I remember all the stores. But before I say anything else, I want to hear that credit card story too!
When we moved here in the mid-1960's, downtown is where one shopped. At that time, if you can believe it, bus tickets for students were $.04 each, as some students rode the city bus to school. So, yep, you could buy them 25 for $1.00 at the bus ticket kiosk in Hemming Plaza, on Monroe, corner of Laura. They were only good until 6:00 pm though. So when we needed bus tickets, we'd hop on the bus after school, buy bus tickets, and then shop for a couple of hours. We'd go to the Woolworth lunch counter and have a coke, check out Woolworth's basement and maybe buy some of that Tangee lipstick, then go over to Penney's and look around. I'd catch the 5:55 bus, 35 Spring Park, and get dropped off on the corner by our house by 6:15. The streets were bustling, the busses came and went at Hemming Park, and our parents were not concerned about our safety because there were so many people out and about downtown.

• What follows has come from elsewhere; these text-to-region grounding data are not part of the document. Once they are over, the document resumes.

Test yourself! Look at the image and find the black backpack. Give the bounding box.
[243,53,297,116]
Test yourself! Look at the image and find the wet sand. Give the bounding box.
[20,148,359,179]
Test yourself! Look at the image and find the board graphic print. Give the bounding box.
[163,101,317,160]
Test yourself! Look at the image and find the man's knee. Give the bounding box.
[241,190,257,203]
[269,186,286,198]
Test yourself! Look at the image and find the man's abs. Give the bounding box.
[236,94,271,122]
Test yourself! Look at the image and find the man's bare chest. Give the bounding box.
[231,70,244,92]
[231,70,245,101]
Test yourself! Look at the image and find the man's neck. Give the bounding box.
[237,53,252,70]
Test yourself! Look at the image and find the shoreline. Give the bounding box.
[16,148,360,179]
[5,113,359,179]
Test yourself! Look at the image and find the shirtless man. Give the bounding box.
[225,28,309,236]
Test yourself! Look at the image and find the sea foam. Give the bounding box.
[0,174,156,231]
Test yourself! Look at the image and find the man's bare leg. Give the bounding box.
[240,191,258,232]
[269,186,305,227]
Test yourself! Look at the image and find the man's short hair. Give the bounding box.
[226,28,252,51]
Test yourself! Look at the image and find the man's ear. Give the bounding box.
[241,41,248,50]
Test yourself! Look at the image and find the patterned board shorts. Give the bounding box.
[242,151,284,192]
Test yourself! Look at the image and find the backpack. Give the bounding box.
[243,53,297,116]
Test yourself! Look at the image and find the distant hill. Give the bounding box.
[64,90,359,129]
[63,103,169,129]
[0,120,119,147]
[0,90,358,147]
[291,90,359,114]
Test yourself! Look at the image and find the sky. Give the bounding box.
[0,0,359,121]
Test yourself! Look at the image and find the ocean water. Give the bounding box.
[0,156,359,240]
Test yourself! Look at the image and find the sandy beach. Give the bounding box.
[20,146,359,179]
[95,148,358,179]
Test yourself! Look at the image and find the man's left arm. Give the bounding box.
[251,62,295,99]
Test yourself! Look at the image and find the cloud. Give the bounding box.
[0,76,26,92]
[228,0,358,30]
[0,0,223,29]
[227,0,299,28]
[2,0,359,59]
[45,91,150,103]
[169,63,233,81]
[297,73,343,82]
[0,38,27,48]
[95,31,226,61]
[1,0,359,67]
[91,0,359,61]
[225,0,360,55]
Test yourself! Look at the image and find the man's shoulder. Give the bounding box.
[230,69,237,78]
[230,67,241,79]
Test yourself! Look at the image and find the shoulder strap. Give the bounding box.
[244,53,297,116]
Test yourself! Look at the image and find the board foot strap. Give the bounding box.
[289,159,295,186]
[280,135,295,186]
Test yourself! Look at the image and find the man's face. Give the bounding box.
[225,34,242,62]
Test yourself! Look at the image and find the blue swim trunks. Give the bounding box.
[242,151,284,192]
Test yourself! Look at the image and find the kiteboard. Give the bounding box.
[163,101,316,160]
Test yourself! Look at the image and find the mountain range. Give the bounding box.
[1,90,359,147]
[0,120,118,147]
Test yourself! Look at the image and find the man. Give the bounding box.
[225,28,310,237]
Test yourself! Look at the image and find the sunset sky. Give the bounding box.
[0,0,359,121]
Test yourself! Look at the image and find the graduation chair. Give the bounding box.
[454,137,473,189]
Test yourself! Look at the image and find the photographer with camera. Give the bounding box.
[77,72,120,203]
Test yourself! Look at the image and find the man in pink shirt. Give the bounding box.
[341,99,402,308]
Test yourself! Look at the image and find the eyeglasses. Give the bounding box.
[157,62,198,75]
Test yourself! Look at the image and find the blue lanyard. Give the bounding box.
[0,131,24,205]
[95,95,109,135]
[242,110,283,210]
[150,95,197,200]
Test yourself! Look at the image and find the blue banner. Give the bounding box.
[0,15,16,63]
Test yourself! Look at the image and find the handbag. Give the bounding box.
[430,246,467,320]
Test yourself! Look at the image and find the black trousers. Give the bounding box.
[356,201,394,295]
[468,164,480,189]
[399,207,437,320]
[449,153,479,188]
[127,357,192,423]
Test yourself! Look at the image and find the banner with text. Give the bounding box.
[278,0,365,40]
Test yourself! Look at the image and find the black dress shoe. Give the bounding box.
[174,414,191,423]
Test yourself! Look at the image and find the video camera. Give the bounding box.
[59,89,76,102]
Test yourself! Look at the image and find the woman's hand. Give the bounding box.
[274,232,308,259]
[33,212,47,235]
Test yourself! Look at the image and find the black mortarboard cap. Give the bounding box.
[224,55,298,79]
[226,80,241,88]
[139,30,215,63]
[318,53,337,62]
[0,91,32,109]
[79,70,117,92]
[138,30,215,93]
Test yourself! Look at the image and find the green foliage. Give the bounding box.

Later, I worked downtown in the early 1970's. I still rode the bus, and did my Christmas shopping on my lunch hours. We ate at the restaurant in the Robert Meyer Hotel, or Cohens, the lunch counter at Woolworth, or the Desert Rider sandwich shop. We bought Triple Threats (OJ, coconut milk, and grapefruit juice) at the juice bar.
I loved shopping downtown, in a vibrant humming downtown, with the busses coming and going downtown. I miss it. It used to be special, to go shopping downtown. A real "outing."